一般人や回復師に不自由は強いても、自分達はその規制外な訳ね。
よくある話だよね〜。
「ギックリ腰だって治せばいいじゃん」
「白龍さまの天罰だよ?
普通の回復師には治せないよ。
私に酒を飲ませて襲おうとした時も下痢が治せなかったらしいから、今回は諦めて泣きついてくるのが早かったね〜」
ニヤニヤしながら碧が言った。
「ふうん。
つまり、私らに白龍さまに天罰を撤回して下さいと説得させたい訳?」
全部政治家のせいにして、表立った謝罪すらないのに何を言っているんだか。
「今回は政治家の先生のお願いを仲介しただけで、誘拐とかの違法行為は知らなかったんだってさ」
政治家の先生の方からも謝罪は無かったけどね。
流石に違法行為を認めたら政治生命が終わりという事で、二週間寝て過ごす事にしたらしい。

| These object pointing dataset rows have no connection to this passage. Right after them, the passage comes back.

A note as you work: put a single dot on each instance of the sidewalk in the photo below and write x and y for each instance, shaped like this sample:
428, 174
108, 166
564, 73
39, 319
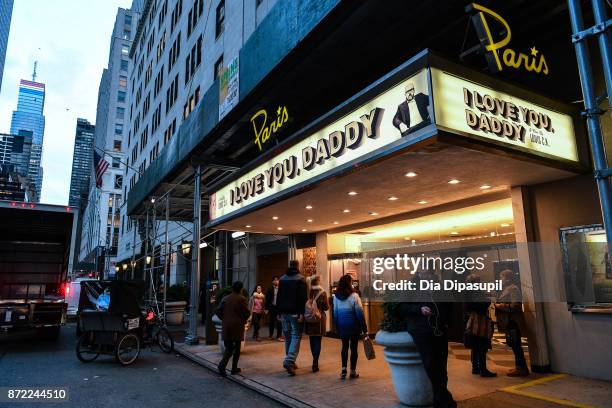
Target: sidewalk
261, 364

江藤の方は自分は悪くないとそこまで割り切れていないのかね。
もしくはそこまで偉くないから二週間も寝たきりでは実務面で問題があるとか?
「そう。
じゃあ私からの条件では、『悪行を働くと悪いカルマが溜まり、来世の転生ルーレットが悪い方に偏る』って言う事実を100人の人間に信じさせたら白龍さまに頼んでも良いよって事で」
悪行が避けようがなく自分に返ってくると分かれば悪事を働く人間も減るだろう。
退魔協会だけでも100人ぐらい関係者は居るだろうから、説得は難しくないんじゃない?
「マジ?
それは・・・良いかもね」
碧が吹き出した。
まあ、100人に信じさせたかをどうやって確認するかは問題だけど。
その努力をする過程で少なくとも退魔協会の人間がカルマと転生の事実を信じてくれればいい。
白龍さまの後押し無しにカルマの話を信じさせられるかは知らないけど。